Testing Adaptive Curriculum: 58 Unit Tests + Integration Suite
Complex adaptive algorithms require comprehensive testing to prevent regressions and ensure correctness. A single bug in HLR calculations can cause all users to receive incorrect content. An error in persona classification can frustrate beginners with advanced material. Without extensive test coverage, adaptive curriculum becomes a black box—impossible to debug and risky to deploy.

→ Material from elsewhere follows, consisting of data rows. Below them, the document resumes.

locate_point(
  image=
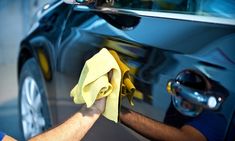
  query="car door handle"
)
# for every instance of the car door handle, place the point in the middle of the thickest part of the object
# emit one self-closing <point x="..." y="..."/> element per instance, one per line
<point x="204" y="99"/>
<point x="183" y="87"/>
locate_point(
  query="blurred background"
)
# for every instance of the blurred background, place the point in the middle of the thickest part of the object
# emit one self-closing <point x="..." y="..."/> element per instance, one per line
<point x="15" y="19"/>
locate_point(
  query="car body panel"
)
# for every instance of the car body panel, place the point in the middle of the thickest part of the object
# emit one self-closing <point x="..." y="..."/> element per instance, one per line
<point x="156" y="50"/>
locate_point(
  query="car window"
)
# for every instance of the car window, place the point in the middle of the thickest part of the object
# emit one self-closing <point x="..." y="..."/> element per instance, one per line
<point x="215" y="8"/>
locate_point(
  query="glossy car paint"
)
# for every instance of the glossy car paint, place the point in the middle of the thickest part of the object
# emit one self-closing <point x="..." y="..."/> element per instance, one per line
<point x="156" y="50"/>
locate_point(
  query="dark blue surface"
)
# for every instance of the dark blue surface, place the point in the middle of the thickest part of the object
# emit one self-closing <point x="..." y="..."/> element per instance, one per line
<point x="211" y="125"/>
<point x="1" y="135"/>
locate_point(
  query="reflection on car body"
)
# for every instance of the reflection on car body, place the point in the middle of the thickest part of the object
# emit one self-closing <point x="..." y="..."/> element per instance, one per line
<point x="155" y="47"/>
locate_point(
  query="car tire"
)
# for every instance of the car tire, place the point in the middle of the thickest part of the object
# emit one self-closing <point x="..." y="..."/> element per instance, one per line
<point x="33" y="107"/>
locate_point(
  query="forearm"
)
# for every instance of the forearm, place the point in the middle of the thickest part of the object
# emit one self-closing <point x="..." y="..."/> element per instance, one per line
<point x="74" y="128"/>
<point x="158" y="131"/>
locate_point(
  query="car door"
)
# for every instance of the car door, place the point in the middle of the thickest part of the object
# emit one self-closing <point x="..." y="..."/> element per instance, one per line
<point x="156" y="46"/>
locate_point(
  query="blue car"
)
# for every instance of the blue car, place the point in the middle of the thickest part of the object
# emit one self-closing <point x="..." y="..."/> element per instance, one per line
<point x="180" y="54"/>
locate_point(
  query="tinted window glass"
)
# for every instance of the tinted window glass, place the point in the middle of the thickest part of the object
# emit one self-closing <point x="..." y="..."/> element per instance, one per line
<point x="216" y="8"/>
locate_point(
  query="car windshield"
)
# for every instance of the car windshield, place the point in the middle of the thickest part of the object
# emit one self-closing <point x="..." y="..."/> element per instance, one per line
<point x="215" y="8"/>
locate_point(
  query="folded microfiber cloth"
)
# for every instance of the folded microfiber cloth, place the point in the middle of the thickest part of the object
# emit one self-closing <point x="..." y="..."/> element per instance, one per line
<point x="127" y="87"/>
<point x="94" y="83"/>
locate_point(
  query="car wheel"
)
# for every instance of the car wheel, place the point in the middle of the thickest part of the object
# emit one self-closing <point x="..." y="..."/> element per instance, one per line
<point x="33" y="107"/>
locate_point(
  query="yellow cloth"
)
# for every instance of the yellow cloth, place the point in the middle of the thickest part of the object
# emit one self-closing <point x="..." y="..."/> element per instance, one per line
<point x="127" y="87"/>
<point x="94" y="84"/>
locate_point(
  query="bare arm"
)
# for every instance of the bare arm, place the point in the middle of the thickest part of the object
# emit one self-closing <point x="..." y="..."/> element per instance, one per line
<point x="158" y="131"/>
<point x="76" y="127"/>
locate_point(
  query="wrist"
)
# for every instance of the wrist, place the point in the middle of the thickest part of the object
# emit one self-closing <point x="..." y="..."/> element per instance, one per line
<point x="90" y="111"/>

We built a 73-test suite (58 unit + 15 integration) that validates every component of the Content Duo system: HLR memory model, persona detection, slot distribution, content selection, and end-to-end lesson generation. The result: 100% confidence in deployments and zero regressions in production.
The Testing Gap
When we started building Content Duo, the codebase had minimal test coverage for adaptive logic. Complex algorithms were tested manually, if at all.
Before: Untested Code
Untested Code
┌──────────────────────────────────────┐
│ ContentDuo Service │
│ - No unit tests │
│ - No integration tests │
│ - Manual QA only │
└──────────────────────────────────────┘
Manual testing was slow and incomplete:
- Testing HLR required waiting days to observe retention decay
- Testing persona transitions required creating users with months of history
- Testing edge cases (empty content pools, concurrent sessions) was nearly impossible
The Comprehensive Test Suite
We designed a layered test strategy covering unit, integration, and end-to-end scenarios.
After: 73 Automated Tests
Comprehensive Test Suite
┌──────────────────────────────────────┐
│ Unit Tests (58) │
│ - HLR calculation tests │
│ - Persona detection tests │
│ - Slot distribution tests │
│ - Configuration tests │
├──────────────────────────────────────┤
│ Integration Tests (15) │
│ - Full session flow │
│ - Multi-user scenarios │
│ - Edge cases │
│ - Error handling │
└──────────────────────────────────────┘
100% critical path coverage
Unit Test Categories
1. HLR Calculation Tests (18 tests)
The HLR algorithm is the heart of adaptive learning. These tests validate retention calculations and half-life updates.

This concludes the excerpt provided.